В свое время на меня огромное впечатление произвели книги «У войны не женское лицо» и «Последние свидетели». Тема войны как травмы меня давно интересовала, а такого прямого доступа к опыту людей было немного. Понятно, что о таком не рассказывали ветераны школьникам, не показывали по телевизору и не писали в «правильной» литературе — там все больше про чувства, про любовь к Родине и долг, а про то, как обходились девчонки на фронте с месячными — нету. Хотя, если честно, на человека, на женщину, гораздо большее влияние оказывает не любовь к Родине, а вот этот опыт, когда она идет по жаре километр за километром, и по ногам течет, и все саднит, а мужчины отводят глаза. С этим опытом, с этим следом в душе она потом живет жизнь, рожает и растит дочерей и сыновей, и этот опыт отражается на том, как она их растит. И как они потом растят своих. Этот опыт переплавляется потом в самое разное, и, не зная о нем, невозможно понять очень многое в сегодняшних российских семьях и в отношениях между людьми, а это уже имеет прямое отношение к моей профессии.
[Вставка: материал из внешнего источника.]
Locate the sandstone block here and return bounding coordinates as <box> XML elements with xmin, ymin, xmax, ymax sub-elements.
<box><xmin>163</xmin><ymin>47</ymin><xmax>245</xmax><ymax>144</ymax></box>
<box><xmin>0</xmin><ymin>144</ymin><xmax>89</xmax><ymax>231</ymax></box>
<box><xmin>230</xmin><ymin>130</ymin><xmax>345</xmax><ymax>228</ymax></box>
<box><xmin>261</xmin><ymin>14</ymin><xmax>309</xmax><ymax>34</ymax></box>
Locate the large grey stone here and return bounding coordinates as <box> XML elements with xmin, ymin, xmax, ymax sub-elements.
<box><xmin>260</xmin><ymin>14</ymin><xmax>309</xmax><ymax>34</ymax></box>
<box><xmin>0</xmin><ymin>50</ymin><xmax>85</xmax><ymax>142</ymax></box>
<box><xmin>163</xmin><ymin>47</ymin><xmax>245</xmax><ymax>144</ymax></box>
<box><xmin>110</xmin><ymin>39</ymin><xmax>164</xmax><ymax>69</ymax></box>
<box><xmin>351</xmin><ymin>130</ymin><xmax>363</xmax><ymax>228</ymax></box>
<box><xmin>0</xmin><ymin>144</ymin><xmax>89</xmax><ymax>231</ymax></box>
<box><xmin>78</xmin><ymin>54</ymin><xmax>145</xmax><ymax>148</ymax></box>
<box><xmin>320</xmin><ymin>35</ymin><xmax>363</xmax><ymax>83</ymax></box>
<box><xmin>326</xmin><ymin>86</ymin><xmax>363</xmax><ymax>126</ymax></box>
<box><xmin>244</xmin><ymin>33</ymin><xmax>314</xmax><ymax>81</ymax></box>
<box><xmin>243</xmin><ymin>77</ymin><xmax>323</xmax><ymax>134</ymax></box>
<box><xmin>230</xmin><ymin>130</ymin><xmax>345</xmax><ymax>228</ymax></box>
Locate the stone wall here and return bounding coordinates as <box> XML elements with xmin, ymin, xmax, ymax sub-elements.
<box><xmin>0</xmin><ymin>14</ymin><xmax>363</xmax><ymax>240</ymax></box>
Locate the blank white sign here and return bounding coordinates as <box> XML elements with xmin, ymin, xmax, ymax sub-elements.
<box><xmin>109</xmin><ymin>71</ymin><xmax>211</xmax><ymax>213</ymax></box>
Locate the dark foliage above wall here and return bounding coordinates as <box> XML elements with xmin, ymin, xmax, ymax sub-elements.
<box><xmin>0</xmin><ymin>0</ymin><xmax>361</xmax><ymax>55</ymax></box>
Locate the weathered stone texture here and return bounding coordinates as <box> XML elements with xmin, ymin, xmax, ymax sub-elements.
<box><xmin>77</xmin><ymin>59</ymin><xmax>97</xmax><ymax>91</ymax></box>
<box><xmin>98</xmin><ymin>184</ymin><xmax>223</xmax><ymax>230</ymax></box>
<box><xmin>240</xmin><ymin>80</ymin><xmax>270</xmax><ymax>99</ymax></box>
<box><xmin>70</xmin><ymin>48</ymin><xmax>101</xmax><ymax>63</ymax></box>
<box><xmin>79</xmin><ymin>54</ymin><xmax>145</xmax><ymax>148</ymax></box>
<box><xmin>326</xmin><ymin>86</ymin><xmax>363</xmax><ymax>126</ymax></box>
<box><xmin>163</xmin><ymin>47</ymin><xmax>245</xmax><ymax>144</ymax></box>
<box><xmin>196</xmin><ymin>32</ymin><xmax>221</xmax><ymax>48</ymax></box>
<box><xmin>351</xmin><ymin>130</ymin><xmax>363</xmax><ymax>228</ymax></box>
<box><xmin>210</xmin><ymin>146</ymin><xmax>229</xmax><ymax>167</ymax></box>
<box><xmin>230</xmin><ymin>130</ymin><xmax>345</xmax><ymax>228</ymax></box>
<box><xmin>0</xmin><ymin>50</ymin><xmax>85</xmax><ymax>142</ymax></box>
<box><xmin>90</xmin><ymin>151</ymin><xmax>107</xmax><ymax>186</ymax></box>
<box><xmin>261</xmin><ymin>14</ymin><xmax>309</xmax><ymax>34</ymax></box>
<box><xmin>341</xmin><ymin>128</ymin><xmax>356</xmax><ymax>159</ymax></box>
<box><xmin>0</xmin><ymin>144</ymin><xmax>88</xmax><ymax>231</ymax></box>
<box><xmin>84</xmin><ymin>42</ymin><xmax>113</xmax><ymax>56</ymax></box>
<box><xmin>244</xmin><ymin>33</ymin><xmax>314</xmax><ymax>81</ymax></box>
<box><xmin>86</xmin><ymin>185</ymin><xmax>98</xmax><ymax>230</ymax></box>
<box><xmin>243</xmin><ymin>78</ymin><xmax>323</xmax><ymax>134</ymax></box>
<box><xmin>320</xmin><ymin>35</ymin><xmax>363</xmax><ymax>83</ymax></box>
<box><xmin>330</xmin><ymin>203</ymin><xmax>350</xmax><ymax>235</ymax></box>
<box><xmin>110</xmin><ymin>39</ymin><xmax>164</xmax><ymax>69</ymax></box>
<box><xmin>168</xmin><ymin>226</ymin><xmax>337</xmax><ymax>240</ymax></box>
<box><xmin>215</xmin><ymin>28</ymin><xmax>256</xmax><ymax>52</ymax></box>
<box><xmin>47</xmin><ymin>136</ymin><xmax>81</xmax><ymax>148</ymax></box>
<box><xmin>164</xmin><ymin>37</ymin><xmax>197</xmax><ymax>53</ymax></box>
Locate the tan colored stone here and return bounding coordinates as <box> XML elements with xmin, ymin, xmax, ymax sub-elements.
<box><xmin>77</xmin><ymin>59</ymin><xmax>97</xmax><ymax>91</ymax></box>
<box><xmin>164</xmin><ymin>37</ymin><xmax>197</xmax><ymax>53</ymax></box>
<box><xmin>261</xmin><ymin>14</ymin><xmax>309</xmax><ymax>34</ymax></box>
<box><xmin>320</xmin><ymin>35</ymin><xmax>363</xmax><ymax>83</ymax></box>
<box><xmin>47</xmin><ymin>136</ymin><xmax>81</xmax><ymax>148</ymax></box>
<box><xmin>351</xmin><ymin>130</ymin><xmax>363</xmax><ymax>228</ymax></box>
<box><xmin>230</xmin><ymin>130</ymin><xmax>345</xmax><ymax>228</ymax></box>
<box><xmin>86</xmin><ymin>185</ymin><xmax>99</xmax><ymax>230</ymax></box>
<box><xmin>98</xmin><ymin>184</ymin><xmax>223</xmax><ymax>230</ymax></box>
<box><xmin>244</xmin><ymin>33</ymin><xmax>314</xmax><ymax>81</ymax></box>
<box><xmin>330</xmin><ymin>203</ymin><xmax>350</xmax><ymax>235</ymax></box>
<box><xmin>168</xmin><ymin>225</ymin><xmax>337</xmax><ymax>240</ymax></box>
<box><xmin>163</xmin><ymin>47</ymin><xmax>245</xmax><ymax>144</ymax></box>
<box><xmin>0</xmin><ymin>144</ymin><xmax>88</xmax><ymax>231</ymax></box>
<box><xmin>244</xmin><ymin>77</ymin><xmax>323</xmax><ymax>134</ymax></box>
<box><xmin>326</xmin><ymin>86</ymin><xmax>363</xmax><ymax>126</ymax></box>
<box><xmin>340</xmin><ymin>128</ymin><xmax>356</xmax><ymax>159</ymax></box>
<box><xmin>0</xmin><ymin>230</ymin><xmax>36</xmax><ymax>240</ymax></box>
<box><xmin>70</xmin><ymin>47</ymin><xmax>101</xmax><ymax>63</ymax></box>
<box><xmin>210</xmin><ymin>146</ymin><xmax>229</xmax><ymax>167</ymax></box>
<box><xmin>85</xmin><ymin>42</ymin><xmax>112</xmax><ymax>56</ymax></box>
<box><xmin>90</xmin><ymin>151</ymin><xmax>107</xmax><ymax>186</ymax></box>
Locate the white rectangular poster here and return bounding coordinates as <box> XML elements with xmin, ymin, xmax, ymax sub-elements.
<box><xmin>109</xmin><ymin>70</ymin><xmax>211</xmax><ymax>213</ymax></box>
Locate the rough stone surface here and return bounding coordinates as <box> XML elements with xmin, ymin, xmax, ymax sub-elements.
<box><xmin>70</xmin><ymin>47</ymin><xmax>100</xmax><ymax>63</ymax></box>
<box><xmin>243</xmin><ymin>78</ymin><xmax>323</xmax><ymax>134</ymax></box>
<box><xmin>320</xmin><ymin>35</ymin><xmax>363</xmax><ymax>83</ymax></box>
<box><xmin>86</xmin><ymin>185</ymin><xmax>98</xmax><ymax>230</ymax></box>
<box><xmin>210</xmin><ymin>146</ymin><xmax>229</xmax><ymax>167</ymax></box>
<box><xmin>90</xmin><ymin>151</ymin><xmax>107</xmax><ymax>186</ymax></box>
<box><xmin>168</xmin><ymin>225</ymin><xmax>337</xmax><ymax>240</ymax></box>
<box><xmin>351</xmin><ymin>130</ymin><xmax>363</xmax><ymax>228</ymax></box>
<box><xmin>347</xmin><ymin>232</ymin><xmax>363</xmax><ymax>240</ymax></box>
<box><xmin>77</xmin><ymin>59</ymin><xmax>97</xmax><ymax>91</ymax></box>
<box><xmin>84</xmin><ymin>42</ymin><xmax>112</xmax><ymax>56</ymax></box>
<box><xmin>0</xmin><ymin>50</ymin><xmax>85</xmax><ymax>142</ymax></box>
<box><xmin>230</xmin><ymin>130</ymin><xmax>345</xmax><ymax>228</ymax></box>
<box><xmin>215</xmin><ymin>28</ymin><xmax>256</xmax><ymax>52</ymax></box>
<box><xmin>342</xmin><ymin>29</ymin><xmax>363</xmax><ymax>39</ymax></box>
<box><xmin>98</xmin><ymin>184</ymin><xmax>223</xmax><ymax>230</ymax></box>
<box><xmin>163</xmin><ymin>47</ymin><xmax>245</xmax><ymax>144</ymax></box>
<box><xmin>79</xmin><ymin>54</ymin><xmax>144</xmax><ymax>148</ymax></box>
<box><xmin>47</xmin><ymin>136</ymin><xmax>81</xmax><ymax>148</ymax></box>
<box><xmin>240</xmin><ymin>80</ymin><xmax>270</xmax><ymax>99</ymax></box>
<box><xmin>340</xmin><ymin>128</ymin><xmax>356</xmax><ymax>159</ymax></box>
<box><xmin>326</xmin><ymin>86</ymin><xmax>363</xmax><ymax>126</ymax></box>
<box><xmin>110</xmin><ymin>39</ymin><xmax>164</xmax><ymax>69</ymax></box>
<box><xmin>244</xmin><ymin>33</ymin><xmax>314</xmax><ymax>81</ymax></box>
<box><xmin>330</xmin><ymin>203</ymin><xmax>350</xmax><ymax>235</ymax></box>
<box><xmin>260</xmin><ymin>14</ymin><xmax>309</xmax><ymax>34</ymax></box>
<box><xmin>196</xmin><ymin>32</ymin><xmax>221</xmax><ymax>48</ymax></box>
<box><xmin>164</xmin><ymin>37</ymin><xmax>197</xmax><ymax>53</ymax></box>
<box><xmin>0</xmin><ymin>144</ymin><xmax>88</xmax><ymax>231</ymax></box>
Трансгенерационная передача травматического опыта и его последствий внутри семей — это очень для меня важная тема, я столько раз, начиная распутывать клубок с чего-то, казалось бы, вовсе далекого, натыкалась именно на это.

Начинаем разговор с молодой приемной мамой, которая жалуется на непонятную ей самой неприязнь к долгожданному малышу, такому вроде славному, нуждающемуся в ее любви. Она все для него делает, а сама не чувствует ничего, кроме тоски, долга, безнадежности и страха осуждения. И вот, не всегда, но довольно часто, перебрав все, лежащее ближе к поверхности: недостаточную подготовку к приему ребенка, сложности в отношениях с мужем, накопившуюся усталость, детские обиды, и выяснив, что все это может и есть, но «не то», не вызывает узнавания и эмоционального отклика, мы утыкаемся в всплывающее «вдруг» воспоминание о семейной истории, когда-то слышанной в детстве. Про бабушку этой сегодняшней мамы, младшую из нескольких детей, оставшуюся без матери вскоре после рождения. Отец женился почти сразу на молодой девушке, чтобы за детьми было кому смотреть. А тут начался голод. Большой голод. Отец умер, кто-то из детей тоже, кого-то из старших успели приткнуть учиться в ФЗУ, а младшую мачеха каким-то образом вывезла в город и там оставила но вокзале — в три года. Потом детдом, где ее через десять лет нашел кто-то из выживших старших. Историю в семье рассказывали с осуждением — «своего бы не оставила». А когда мы вспоминаем эту историю сейчас и думаем, каково было этой самой мачехе, у сегодняшней благополучной молодой женщины слезы потоком — и она узнает все свои чувства: тоску, обреченность, долг спасти чужого ребенка, и никакой любви и радости материнства, а вслед — только осуждение. Неосознанный, непринятый, похороненный в семейной памяти на долгие годы опыт всплывает в ответ на некое сходство ситуации — приемный младенец на руках — и подчиняет себе сегодняшние чувства. Не зная этого исторического контекста, не понимая, через что пришлось пройти целым поколениям, с российскими семьями работать невозможно, это мое глубокое профессиональное убеждение.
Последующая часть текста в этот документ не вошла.